Is it art, design or both? The first fixture shown above is an actual heated meeting space – warmed by a four-sided hot water heater suspended from the ceiling, a functional artwork of sorts. But the latter furniture-like objects … well, there seems to be an appliance seated where one would expect to find a person sitting down.
The linear composition, symmetry and outlined shapes of these metal sculptures strongly suggest the forms of couches, benches, chairs an love seats – but there is nothing within each frame and in a surreal visual inversion: seating spaces are not empty but rather occupied by the densest, heaviest mass in each work.
In this series titled I Am Furniture, Bas van Raay works precisely with our own pattern recognition processes – this difficult-to-grasp aspect is entirely intentional, a mixing of recognizable shapes, figures and voids designed to make us think twice (or more) about each piece.
More info from the designer
“What is furniture? Does the definition only belong to tables and chairs? Or could an electric heater become furniture as well? We think it’s possible. Depending on the openness of others towards the objects. That’s why we named these objects: ‘I am furniture’, as in becoming furniture. The objects identify themselves with the freedom of our thoughts and minds.”

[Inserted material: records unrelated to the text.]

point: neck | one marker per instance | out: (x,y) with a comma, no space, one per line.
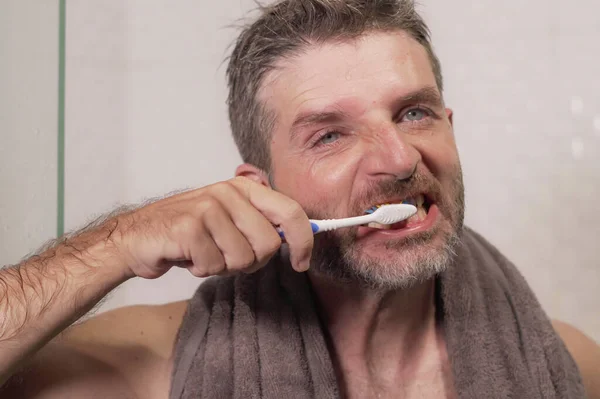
(386,334)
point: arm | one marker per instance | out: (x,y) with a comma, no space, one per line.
(48,292)
(586,354)
(124,353)
(221,229)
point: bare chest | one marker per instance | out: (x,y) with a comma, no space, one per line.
(434,383)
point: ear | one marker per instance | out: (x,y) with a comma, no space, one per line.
(253,173)
(450,115)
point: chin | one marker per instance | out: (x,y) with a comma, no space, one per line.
(394,264)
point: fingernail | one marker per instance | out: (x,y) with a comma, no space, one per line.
(304,265)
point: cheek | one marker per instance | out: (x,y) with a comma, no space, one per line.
(439,154)
(321,186)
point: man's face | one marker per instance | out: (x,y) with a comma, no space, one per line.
(361,123)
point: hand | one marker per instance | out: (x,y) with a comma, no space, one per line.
(220,229)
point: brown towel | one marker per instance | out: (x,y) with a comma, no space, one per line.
(259,336)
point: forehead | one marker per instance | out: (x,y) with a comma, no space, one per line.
(354,74)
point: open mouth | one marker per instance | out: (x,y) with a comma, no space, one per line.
(420,201)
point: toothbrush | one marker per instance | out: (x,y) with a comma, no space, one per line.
(382,214)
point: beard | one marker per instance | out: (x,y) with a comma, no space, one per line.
(398,263)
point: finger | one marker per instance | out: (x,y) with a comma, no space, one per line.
(258,230)
(287,214)
(208,260)
(233,245)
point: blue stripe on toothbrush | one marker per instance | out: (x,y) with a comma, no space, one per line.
(313,226)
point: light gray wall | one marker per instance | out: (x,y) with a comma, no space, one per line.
(28,125)
(146,115)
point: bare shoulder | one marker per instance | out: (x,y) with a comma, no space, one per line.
(586,353)
(123,353)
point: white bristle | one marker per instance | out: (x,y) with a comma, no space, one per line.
(394,213)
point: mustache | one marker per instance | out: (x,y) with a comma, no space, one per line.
(381,191)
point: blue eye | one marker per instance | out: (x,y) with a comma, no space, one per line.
(329,137)
(416,115)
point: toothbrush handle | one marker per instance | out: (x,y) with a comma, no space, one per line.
(319,226)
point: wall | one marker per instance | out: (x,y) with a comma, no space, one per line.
(28,125)
(146,115)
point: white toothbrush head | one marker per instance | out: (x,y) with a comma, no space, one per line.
(393,213)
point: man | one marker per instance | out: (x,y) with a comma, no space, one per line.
(336,106)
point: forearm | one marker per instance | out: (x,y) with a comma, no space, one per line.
(45,294)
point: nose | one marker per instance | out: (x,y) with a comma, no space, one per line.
(390,154)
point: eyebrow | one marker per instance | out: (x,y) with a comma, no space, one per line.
(428,95)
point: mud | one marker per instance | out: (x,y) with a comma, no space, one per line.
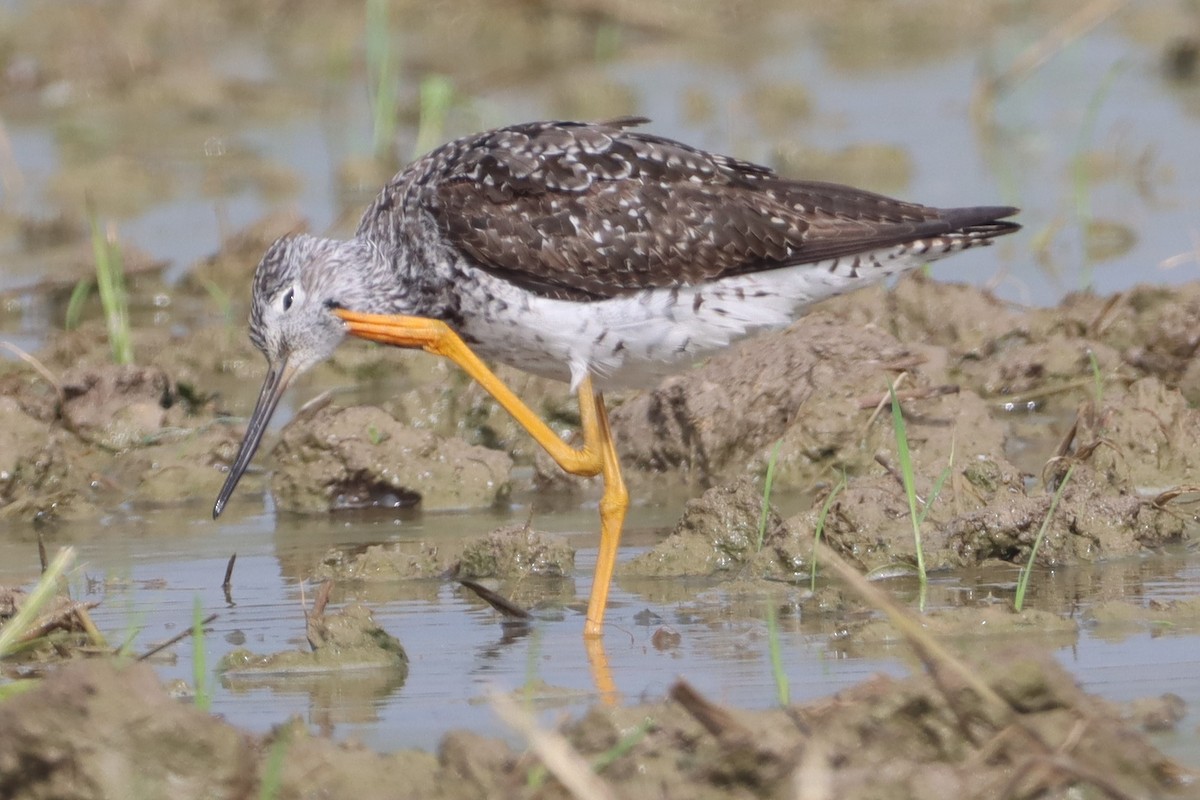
(105,729)
(363,457)
(346,641)
(509,553)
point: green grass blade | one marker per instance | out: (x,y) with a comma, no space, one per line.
(820,530)
(23,620)
(199,657)
(382,79)
(910,488)
(437,96)
(934,493)
(623,745)
(1023,582)
(1097,379)
(113,296)
(273,771)
(777,657)
(767,485)
(75,306)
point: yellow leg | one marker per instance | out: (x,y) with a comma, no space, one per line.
(598,456)
(613,504)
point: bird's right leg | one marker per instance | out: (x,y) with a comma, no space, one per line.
(435,336)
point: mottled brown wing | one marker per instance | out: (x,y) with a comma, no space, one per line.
(593,211)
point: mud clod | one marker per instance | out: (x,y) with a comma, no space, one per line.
(718,533)
(94,729)
(342,641)
(363,457)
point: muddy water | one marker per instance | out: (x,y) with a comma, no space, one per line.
(151,567)
(185,131)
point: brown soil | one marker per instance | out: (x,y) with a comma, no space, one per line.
(105,729)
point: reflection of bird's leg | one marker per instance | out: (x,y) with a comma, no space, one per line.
(598,456)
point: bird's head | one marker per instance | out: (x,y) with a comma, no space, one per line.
(298,286)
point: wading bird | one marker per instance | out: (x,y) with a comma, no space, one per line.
(593,253)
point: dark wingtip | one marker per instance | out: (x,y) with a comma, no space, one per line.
(987,221)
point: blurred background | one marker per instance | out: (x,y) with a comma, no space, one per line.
(183,124)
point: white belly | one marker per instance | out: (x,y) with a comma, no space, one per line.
(635,341)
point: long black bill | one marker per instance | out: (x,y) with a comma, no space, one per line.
(277,378)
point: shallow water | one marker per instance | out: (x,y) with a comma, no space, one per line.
(150,569)
(1104,95)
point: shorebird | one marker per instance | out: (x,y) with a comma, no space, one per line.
(589,252)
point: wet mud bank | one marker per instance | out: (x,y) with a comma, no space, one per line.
(103,729)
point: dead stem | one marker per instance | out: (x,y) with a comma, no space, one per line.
(556,753)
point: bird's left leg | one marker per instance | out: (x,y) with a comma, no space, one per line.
(435,336)
(598,456)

“I am furniture is produced by Studio Vraay, and most of the parts are hand made or Industrially sculptured. The objects heat up electrically using a reduced electrical heating component made for tomorrow’s ecological standards. Besides reducing energy demand, the object heats up the direct surroundings where we find ourselves in, instead of entire buildings. I am furniture is designed as ‘plug and play’.”
About Bas van Raay
“Bas van Raay (1981) graduated in 2007 from the Design Academy in Eindhoven at the department ‘man and public space’, and studied at the department ‘man and well being’ before. He did his internship at k&h architects in Tokyo japan. His graduation projects ‘heatingpoint’ and ‘station energy’ are a result of ‘public space’ combined with ‘well being’ . Both projects are described as inventions in a grey area between art and design.”